6 . La banque annonce un plan social ou la suppression de votre activité

L’annonce d’un plan social est aussi un signe annonciateur. “Intérêt de l’éventuel nouveau poste proposé, état du marché, package seront autant d’éléments qu’un candidat en poste devra prendre en compte, en plus des indemnités de départ proposées par sa banque, pour déterminer s’il doit rester ou partir”, précise Karine Favreau.

Dans le cas où votre banque a décidé de  se désengager de votre ligne de métier, il peut être préférable de privilégier le reclassement interne avant de chercher à travailler ailleurs“, relève pour sa part notre chasseur de têtes parisien. Les changements organisationnels peuvent créer des opportunités de mobilité intéressantes, mais à condition de ne subir aucun choix. Entre le moment de l’annonce d’un plan de réorganisation et sa mise en oeuvre, vous avez généralement plusieurs mois pour prospecter, rencontrer des recruteurs, candidater.

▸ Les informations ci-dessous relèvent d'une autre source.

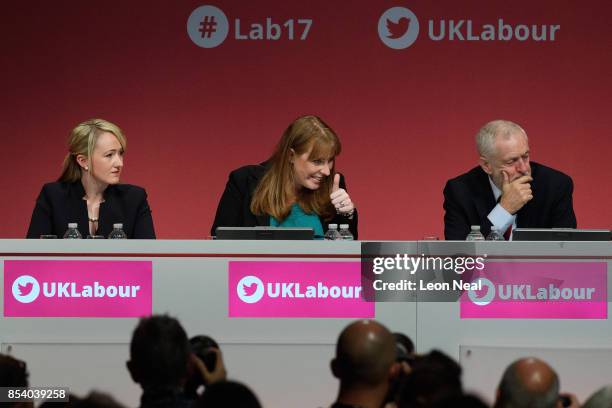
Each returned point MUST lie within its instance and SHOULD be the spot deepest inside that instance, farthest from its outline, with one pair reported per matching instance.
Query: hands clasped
(515, 194)
(340, 198)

7. Il n’y a pas de possibilités pour vous de progresser

Graham Ward, ex- responsable des actions européennes chez Goldman Sachs qui est à présent professeur en leadership à l’INSEAD, indique qu’il est temps de partir s’il n’y a clairement pas d’opportunités de formation ou d’évolution professionnelle.

« Les carrières bancaires ne durent généralement pas longtemps. Le temps passe plus vite que vous ne le pensez. Ne vous torturez pas à regarder les autres évoluer autour de vous », indique-t-il.

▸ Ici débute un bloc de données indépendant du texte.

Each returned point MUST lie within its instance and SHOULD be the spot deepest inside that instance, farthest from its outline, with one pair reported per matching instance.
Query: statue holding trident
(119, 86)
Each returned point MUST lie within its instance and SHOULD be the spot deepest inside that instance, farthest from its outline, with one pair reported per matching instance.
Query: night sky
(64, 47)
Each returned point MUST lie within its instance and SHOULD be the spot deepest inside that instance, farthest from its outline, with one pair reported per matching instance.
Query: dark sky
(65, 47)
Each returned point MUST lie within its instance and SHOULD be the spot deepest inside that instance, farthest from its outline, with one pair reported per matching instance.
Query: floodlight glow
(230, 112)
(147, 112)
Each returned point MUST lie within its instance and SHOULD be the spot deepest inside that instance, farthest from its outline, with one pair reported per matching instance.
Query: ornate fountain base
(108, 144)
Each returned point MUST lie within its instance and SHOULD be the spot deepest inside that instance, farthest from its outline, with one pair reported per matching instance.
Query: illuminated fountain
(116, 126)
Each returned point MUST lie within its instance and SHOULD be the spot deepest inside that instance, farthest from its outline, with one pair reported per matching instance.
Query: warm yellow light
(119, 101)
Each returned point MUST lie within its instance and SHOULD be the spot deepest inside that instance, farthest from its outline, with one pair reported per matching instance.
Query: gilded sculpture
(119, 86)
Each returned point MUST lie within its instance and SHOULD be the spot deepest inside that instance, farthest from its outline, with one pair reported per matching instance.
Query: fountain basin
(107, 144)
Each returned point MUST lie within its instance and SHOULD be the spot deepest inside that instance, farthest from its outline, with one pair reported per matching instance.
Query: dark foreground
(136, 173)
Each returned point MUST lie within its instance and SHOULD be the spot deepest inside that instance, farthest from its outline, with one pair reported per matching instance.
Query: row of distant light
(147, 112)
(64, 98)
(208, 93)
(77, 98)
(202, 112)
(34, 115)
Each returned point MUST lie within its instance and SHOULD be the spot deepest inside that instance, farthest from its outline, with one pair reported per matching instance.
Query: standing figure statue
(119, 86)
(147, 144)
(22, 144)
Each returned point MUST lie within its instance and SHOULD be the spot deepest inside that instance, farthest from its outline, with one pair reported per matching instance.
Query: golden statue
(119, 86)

8. Votre équipe est défaillante

Graham Ward conseille également de partir si vous êtes dans une équipe défaillante. « Cela va conduire à une mauvaise performance et vous serez évalué négativement avec l’équipe. Partez là où l’herbe est plus verte. Le dysfonctionnement d’une équipe est notoirement difficile à corriger ».

9. Vous êtes en désaccord avec les conclusions de votre entretien annuel

Si votre entretien annuel remet en cause votre performance d’une manière que vous pensez être déraisonnable et injuste, les choix suivants s’offrent à vous « Soit vous modifiez votre comportement, soit vous contestez le bilan de l’entretien annuel ou bien soit vous partez », poursuit Graham Ward.

10 . Gagner plus vous obsède

Enfin, les chasseurs de têtes font remarquer que, dans ces périodes de bonus réduits, les salaires fixes sont devenus plus importants. Malheureusement, le seul moyen d’obtenir une augmentation de salaire est de décrocher une promotion avec le titre qui va avec. Cependant, les promotions internes sont difficiles à obtenir. Pour preuve, Goldman Sachs nomme désormais ses managing directors tous les deux ans au lieu de chaque année. Si vous ne voulez pas languir au rang de vice-président, partir pour un meilleur job peut permettre d’accélérer votre carrière.

Gardez néanmoins à l’esprit que changer d’employeur n’implique pas nécessairement un saut salarial, même si les banques sont prêtes à mettre le prix quand il le faut, dans la mesure où elles recrutent de manière extrêmement sélective.